LLMs are good at writing code. They are terrible at running it safely. If you let a model eval() arbitrary Python on your server, you have effectively handed it a shell. The fix the industry settled on in 2025 was the secure cloud sandbox, and the most popular one is E2B Code Interpreter — a Firecracker microVM that boots in under 200 ms, comes pre-installed with Python, Node.js, Jupyter, pandas, matplotlib, and a thousand other packages, and tears itself down when you're done.

In this tutorial we will wire E2B into a Next.js 15 application using the Vercel AI SDK and Claude (or any other tool-calling model) and ship a working "code interpreter" experience: a chat where the model can plot CSVs, run regressions, and return images and files in real time.

What You'll Build

A Next.js 15 app where users can:

Upload a CSV file
Ask natural-language questions like "What is the correlation between revenue and headcount?"
Watch the agent write Python, run it inside an isolated sandbox, and stream back text, charts, and downloadable artefacts

By the end you'll understand the full loop: prompt → tool call → sandbox execution → result rendering → UI update.

Prerequisites

Node.js 20 or higher (Next.js 15 requirement)
A package manager (pnpm recommended)
An E2B API key from e2b.dev (free tier covers this tutorial)
An Anthropic API key (or OpenAI, Google, Groq — any tool-calling provider works)
Basic familiarity with React Server Components and the App Router

Step 1: Project Setup

Bootstrap a fresh Next.js 15 project with TypeScript and Tailwind.

pnpm create next-app@latest e2b-agent --typescript --tailwind --app --eslint
cd e2b-agent

Install the AI SDK, the Anthropic provider, and the E2B Code Interpreter SDK.

pnpm add ai @ai-sdk/anthropic @ai-sdk/react @e2b/code-interpreter zod

Three packages matter here:

@e2b/code-interpreter — the official SDK that spins up sandboxes and runs code
ai and @ai-sdk/anthropic — Vercel AI SDK plus the Claude provider
@ai-sdk/react — the useChat hook that handles streaming on the client

Step 2: Configure Environment Variables

Create .env.local in the project root.

E2B_API_KEY=e2b_xxxxxxxxxxxxxxxx
ANTHROPIC_API_KEY=sk-ant-xxxxxxxxxx

Never commit this file. Add it to .gitignore if your scaffold did not already.

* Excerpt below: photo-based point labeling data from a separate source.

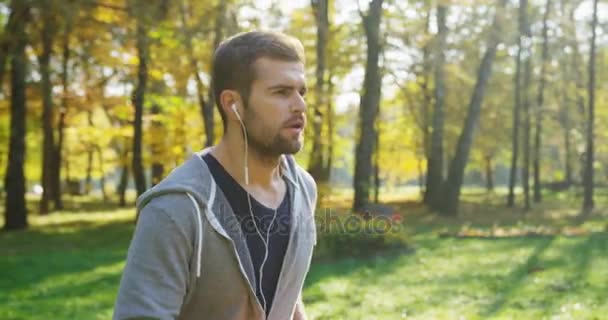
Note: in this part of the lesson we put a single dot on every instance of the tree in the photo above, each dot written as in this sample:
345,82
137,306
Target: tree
143,47
368,110
48,31
145,14
540,100
316,164
435,162
526,43
516,124
15,209
58,151
457,165
588,173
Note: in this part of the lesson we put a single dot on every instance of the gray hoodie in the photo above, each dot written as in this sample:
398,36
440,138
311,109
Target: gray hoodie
188,258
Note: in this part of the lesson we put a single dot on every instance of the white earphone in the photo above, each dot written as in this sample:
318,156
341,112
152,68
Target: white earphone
257,229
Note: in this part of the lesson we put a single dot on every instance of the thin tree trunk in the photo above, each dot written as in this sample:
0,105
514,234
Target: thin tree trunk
489,174
377,165
590,149
209,105
578,80
527,56
88,185
157,147
435,163
48,144
57,196
516,124
330,130
540,104
368,110
7,42
102,179
138,101
315,167
124,178
205,104
458,164
15,211
427,147
564,119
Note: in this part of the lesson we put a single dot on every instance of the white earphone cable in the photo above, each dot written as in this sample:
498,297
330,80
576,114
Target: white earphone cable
265,241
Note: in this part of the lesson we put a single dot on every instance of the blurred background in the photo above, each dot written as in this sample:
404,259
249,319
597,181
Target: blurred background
459,148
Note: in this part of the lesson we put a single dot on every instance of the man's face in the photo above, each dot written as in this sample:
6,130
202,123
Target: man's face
275,115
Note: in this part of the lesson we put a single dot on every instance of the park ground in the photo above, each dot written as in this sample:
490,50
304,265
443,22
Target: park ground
488,263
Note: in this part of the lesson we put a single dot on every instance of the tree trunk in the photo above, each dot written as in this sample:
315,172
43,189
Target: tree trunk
564,120
15,210
578,80
56,176
435,163
368,110
330,130
138,101
315,166
489,174
88,185
377,165
209,105
157,148
588,173
124,178
425,124
102,179
48,144
7,43
516,124
205,104
457,165
527,56
540,104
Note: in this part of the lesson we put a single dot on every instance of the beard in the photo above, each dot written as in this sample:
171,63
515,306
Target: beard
273,145
267,141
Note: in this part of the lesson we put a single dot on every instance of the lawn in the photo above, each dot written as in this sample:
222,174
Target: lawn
68,265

Step 3: Build the Sandbox Helper

Create lib/sandbox.ts. This module owns sandbox lifecycle so the rest of the app stays clean.

import { Sandbox } from "@e2b/code-interpreter";
 
const TEMPLATE = "code-interpreter-v1";
const TIMEOUT_MS = 5 * 60 * 1000;
 
export async function createSandbox() {
  const sandbox = await Sandbox.create(TEMPLATE, {
    timeoutMs: TIMEOUT_MS,
  });
  return sandbox;
}
 
export async function runPython(sandboxId: string, code: string) {
  const sandbox = await Sandbox.connect(sandboxId);
  const execution = await sandbox.runCode(code, { language: "python" });
 
  return {
    stdout: execution.logs.stdout.join(""),
    stderr: execution.logs.stderr.join(""),
    results: execution.results.map((r) => ({
      text: r.text,
      png: r.png,
      html: r.html,
      json: r.json,
    })),
    error: execution.error?.value,
  };
}

A few things to notice. Sandbox.create returns a hot microVM in around 150 ms. runCode blocks until execution finishes and gives you typed results — stdout, stderr, rich outputs (matplotlib PNGs, pandas HTML tables), and structured errors. We persist sandboxId so subsequent tool calls in the same conversation reuse the same VM and keep their variables.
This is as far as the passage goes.